You have to discount everything that follows a Fox Butterfield-worthy opening line like this one from Harry Reid in today’s morning newspaper: “The Review-Journal editorial board espouses itself as a libertarian haven but its opinions have long been out-of-touch with the state it represents.”
Jame Taranto’s Wall Street Journal opinion piece called Best of the Web has made a practice of tweaking longtime New York Times reporter Butterfield for his non sequiturs, asking in a running feature: “Fox Butterfield, Is That You?”
Taranto notes that Butterfield wrote in 1997, “It has become a comforting story: for five straight years, crime has been falling, led by a drop in murder. So why is the number of inmates in prisons and jails around the nation still going up?” — mistaking a cause-and-effect as a paradox.
After that head-scratcher of an opening line, Reid goes on to berate the paper’s editorial stances that question the value of throwing tax money at green energy projects.
“If the Review-Journal editorial board had its way, the seven acres of wind turbines dotting the skyline in White Pine County would have never been built,” Reid pontificates. “And the 45,000 homes powered by the wind farm? Too bad, find your power elsewhere.”
Elsewhere? At what cost?
Reid neglects to mention that NV Energy is paying about 10 cents a kilowatt-hour for wholesale power from that wind farm, about what residential customers are currently paying for retail electricity. And his screed repeatedly mentions the number of jobs created by renewable energy, but that wind farm has only 13 employees — not sure how many of those jobs involve picking up bird carcasses. Nor does he mention that it is operating at only 18 percent of capacity.
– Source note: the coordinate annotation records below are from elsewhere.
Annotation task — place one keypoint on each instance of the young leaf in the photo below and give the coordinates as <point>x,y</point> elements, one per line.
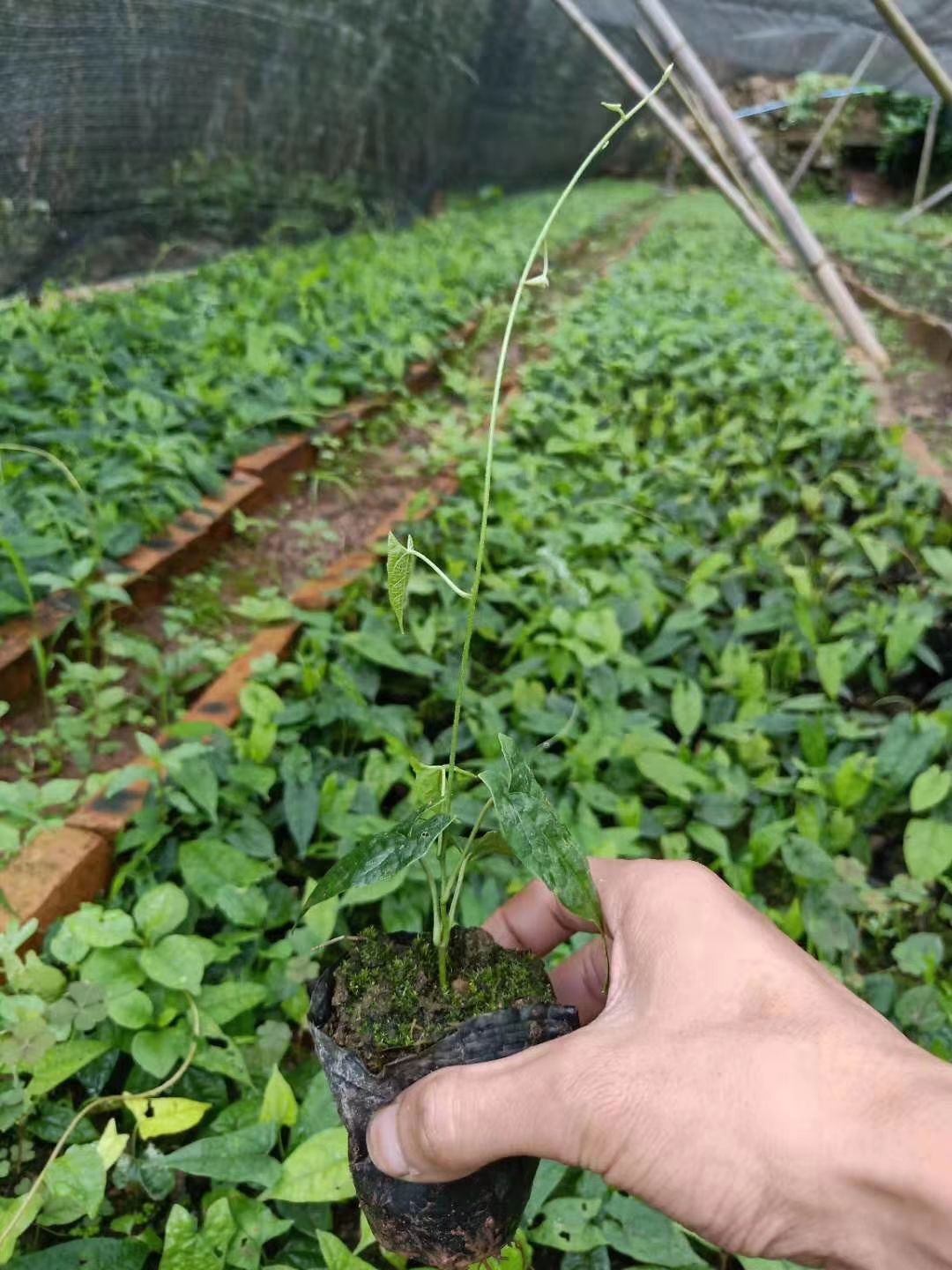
<point>829,667</point>
<point>398,571</point>
<point>316,1172</point>
<point>279,1105</point>
<point>158,1117</point>
<point>537,836</point>
<point>669,773</point>
<point>383,856</point>
<point>926,848</point>
<point>687,707</point>
<point>929,788</point>
<point>242,1157</point>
Reid lecturers the editorials about the Moapa River Indian Reservation that “is a short drive from Bonanza Road,” where the newspaper is located, which has solar panels across 2,000 acres of land, generating 250 megawatts of power. He fails to mention that the city of Los Angeles is paying 9.4 cents per kWh at a time when utilities are generating electricity from natural gas-fired turbines for about 2 cents a kWh.
He then suggests a three-hour drive north to Tonopah to discover the tallest solar power tower in the world, which uses molten salt to store the sun’s heat so it can continue to generate power long after the sun sets. NV Energy is paying 13.5 cents per kWh for the privilege of purchasing that power from Crescent Dunes.
Four years ago the PUC released the following prices for renewable power for the first year of the contracts with NV Energy. The contracts allow an annual increase of 1 percent per year.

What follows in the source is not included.